Doctoral defence: Iakov Kadochnikov “Deification of kings in Ancient Mesopotamia (from III to II millennium BC)”

On 8 May at 16:15 Iakov Kadochnikov will defend his doctoral thesis “Deification of kings in Ancient Mesopotamia (from III to II millennium BC)” for obtaining the degree of Doctor of Philosophy (in Religious Studies).

Associate Professor Amar Annus, University of Tartu
Professor Vladimir V. Emelianov, Saint Petersburg State University (Russian Federation)

Professor Gebhard J. Selz, University of Vienna (Austria)

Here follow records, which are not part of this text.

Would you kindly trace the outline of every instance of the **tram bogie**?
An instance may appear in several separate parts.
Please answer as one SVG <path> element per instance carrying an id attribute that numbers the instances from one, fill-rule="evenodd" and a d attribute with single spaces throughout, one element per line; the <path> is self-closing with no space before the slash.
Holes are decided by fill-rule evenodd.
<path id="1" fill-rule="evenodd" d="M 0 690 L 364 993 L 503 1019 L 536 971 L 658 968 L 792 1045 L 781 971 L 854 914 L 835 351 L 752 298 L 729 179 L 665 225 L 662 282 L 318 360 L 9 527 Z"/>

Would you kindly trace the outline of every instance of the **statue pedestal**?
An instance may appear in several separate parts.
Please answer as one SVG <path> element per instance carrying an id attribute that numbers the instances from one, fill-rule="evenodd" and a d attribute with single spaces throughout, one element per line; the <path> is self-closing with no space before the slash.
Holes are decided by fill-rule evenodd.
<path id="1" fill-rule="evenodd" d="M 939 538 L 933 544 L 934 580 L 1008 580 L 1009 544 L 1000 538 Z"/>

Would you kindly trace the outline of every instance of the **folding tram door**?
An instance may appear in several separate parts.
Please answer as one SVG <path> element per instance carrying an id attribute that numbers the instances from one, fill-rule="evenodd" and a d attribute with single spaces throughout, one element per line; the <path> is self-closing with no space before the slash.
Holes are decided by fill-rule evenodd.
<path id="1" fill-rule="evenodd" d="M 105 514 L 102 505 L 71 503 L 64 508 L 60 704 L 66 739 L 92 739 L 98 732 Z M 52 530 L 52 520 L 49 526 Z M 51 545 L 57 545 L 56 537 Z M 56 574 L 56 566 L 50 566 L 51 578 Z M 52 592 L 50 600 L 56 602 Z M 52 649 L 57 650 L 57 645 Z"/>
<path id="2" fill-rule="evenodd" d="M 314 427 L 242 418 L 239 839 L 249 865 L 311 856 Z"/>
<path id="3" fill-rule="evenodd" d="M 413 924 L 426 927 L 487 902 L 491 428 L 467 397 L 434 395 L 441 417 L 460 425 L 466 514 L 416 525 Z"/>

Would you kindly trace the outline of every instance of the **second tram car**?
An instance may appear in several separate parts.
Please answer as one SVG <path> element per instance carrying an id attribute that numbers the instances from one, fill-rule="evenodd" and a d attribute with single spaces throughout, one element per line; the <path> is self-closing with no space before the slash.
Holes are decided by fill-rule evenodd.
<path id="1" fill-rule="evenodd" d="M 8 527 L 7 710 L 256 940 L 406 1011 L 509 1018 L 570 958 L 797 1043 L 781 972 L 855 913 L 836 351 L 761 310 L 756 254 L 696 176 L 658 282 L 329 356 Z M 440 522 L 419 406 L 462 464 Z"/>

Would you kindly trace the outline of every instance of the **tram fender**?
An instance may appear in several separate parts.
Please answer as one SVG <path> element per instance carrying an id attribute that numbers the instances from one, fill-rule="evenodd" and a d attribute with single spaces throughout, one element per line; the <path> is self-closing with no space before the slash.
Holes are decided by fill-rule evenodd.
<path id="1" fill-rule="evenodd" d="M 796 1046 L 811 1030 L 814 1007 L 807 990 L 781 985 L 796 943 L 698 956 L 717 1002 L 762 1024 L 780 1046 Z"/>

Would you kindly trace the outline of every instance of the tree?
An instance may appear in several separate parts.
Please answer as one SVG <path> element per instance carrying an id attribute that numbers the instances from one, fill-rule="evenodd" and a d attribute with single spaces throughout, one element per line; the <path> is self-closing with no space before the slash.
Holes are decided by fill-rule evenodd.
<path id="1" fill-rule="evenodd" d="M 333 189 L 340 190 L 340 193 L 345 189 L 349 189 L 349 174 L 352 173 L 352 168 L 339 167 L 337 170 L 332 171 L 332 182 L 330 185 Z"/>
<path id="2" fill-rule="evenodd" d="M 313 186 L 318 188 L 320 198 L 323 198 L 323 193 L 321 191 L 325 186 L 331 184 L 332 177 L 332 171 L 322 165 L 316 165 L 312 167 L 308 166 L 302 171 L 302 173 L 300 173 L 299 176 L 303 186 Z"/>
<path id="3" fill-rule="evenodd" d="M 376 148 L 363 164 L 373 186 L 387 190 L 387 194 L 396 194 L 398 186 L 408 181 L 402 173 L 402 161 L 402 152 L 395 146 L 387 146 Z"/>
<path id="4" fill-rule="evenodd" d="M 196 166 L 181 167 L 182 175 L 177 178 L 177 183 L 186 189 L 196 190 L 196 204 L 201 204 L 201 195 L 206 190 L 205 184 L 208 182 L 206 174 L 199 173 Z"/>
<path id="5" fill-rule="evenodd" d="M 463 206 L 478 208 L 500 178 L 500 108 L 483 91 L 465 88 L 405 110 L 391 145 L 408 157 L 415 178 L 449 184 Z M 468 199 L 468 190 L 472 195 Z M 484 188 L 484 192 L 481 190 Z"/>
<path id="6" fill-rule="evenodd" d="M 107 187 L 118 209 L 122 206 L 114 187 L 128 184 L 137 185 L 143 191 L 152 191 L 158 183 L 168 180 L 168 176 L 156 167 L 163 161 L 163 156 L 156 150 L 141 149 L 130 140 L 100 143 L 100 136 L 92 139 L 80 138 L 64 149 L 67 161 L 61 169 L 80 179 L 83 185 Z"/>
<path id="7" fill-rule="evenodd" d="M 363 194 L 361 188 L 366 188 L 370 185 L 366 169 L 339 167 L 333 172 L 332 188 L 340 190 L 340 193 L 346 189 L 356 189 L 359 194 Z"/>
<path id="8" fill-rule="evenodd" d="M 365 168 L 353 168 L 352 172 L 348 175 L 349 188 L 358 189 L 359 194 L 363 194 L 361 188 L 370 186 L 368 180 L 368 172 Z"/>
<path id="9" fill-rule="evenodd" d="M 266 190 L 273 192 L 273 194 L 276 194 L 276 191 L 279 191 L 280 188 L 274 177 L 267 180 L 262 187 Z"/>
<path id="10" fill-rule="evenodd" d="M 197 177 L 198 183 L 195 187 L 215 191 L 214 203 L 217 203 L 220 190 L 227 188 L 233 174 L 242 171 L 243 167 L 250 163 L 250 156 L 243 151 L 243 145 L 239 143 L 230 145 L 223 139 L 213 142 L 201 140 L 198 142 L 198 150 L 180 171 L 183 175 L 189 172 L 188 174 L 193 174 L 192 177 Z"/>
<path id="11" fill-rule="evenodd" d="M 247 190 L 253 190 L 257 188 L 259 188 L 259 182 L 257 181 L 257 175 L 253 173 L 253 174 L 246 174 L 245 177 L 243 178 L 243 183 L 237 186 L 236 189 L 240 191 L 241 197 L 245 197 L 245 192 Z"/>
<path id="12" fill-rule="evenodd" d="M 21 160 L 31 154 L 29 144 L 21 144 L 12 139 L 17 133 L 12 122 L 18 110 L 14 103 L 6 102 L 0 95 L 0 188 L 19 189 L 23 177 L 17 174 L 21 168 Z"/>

Dissertation describes the development of the historical phenomenon of the explicit deification of the Mesopotamian kings during their lifetime. The study discusses the official narratives reflected in the royal inscriptions and poetic compositions (hymns) written during the reigns of the respective kings and representing these rulers as divine beings in an explicit manner. The term “explicit deification” refers to the usages of certain direct markers of divinity (e.g. determinatives in front of the royal names, titles, and epithets) and the indirect markers indicating sacred status of the kings (mostly epithets). This dissertation focusses on the period of ca. 500 years (2250–1750 BCE), when such markers were abundant in the available sources. Two different approaches are used to analyze the assembled data. The first approach is qualitative, which engages into detailed analysis of selected sources (mostly poetic compositions and important segments of royal inscriptions) with attention to the texts’ structure, usage of divinity markers, and the context of these references. The second approach is quantitative, which employs statistical analysis of the divinity markers according to thematic variety of texts. All conclusions are drawn based on the combined results of these two approaches. Through the analyses of the thematic variety of the sources and the usage of divinity markers, this dissertation offers a reconstruction of the circumstances that led to the first explicit deification of kings in ancient Mesopotamia; it also discusses how the image of a deified king developed through the period under scrutiny and the possible reasons for kings to avoid claiming explicit divinity to themselves from the 18th century BCE onwards in their royal writings.